I’m a big fan of the original Winnie the Pooh stories. One of my favorites is when Pooh gets too much of a good thing, in his case honey, and gets stuck trying to exit Rabbit’s house. While most of us understand the idea of “too much of a good thing” when it comes to food, we don’t apply the same lessons when evaluating monetary policy. Yet there is solid evidence central banks aren’t delivering higher growth and may be undercutting their own mission by cutting rates too far.
Success (Or Lack Thereof)
Since the financial crisis of 2008, investors have welcomed rate cut after rate cut. The cuts were welcomed when the goal was to lower the cost of borrowing, when it was to decrease savings, and when it was to depreciate the currency.
But the results of all those rate cuts have been found wanting. The United States, Japan and Europe continue to struggle with low rates of growth. The U.S. hasn’t achieved 3% growth since 2004. The European Union seems stuck below 2%, and Japan is even lower. Emerging market economies aren’t picking up the slack, and the world still lacks sufficient growth.

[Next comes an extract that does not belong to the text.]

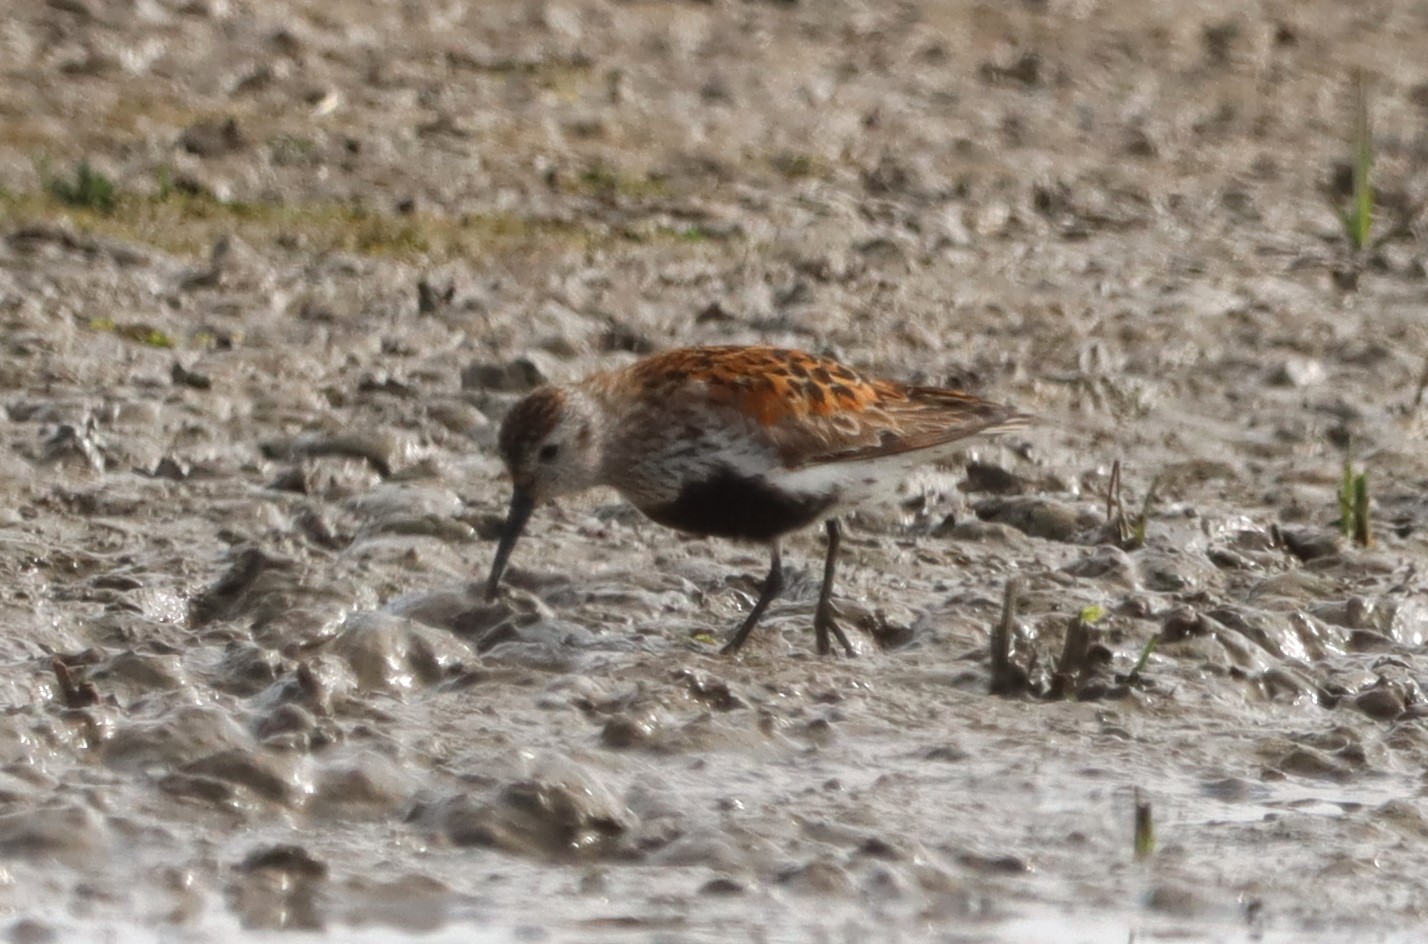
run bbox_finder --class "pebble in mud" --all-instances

Spurring growth seems beyond the capability of central bankers. The initial cuts were necessary – rates needed to go lower – but insufficient. At this point in the cycle, it is quite possible that the low rates are undermining growth in some ways and introducing economic risk. Undermining lending, reducing assets available for lending, and making inflation harder to manage are three negative consequences of very low rates.
Extremely low rates undermine savers and banks. When my son opened his first savings account a number of years ago, the banker stated that if he put $100 in the account and it earned 5%, he would have $105 a year later. I’m not sure the banker appreciated my pointing out the example had an interest rate around 40 times the actual rate, and it only got worse as time went on. Today, some countries charge people for their savings by paying negative rates.

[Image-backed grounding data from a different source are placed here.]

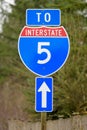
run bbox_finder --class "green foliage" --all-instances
[52,43,87,118]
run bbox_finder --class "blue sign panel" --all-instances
[35,77,53,112]
[26,9,61,26]
[18,26,70,77]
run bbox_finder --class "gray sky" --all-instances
[5,0,15,5]
[0,0,15,32]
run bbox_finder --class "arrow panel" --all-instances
[35,77,53,112]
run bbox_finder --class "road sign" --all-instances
[35,77,53,112]
[26,9,61,26]
[18,26,70,77]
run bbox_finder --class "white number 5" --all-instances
[37,42,51,64]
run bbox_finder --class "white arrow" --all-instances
[38,82,51,108]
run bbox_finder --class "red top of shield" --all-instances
[21,26,67,37]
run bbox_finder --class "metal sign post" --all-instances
[41,112,47,130]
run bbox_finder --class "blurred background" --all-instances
[0,0,87,129]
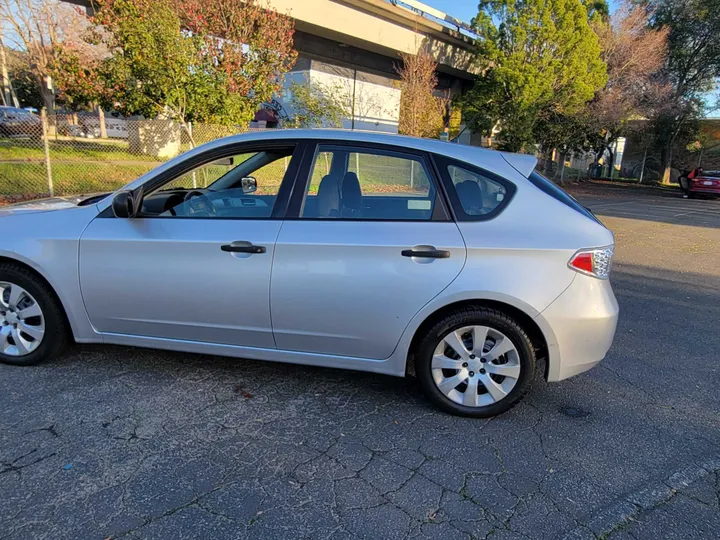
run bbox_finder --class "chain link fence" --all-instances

Bill Gross, portfolio manager at Janus Capital Group, said in an April investment outlook that these cuts are seemingly logical, but are “not working very well because negative interest rates break down capitalistic business models related to banking, insurance, pension funds, and ultimately small savers. They can’t earn anything!” Extremely low rates remove the incentives banks have to pursue new business and the new loans central banks encourage.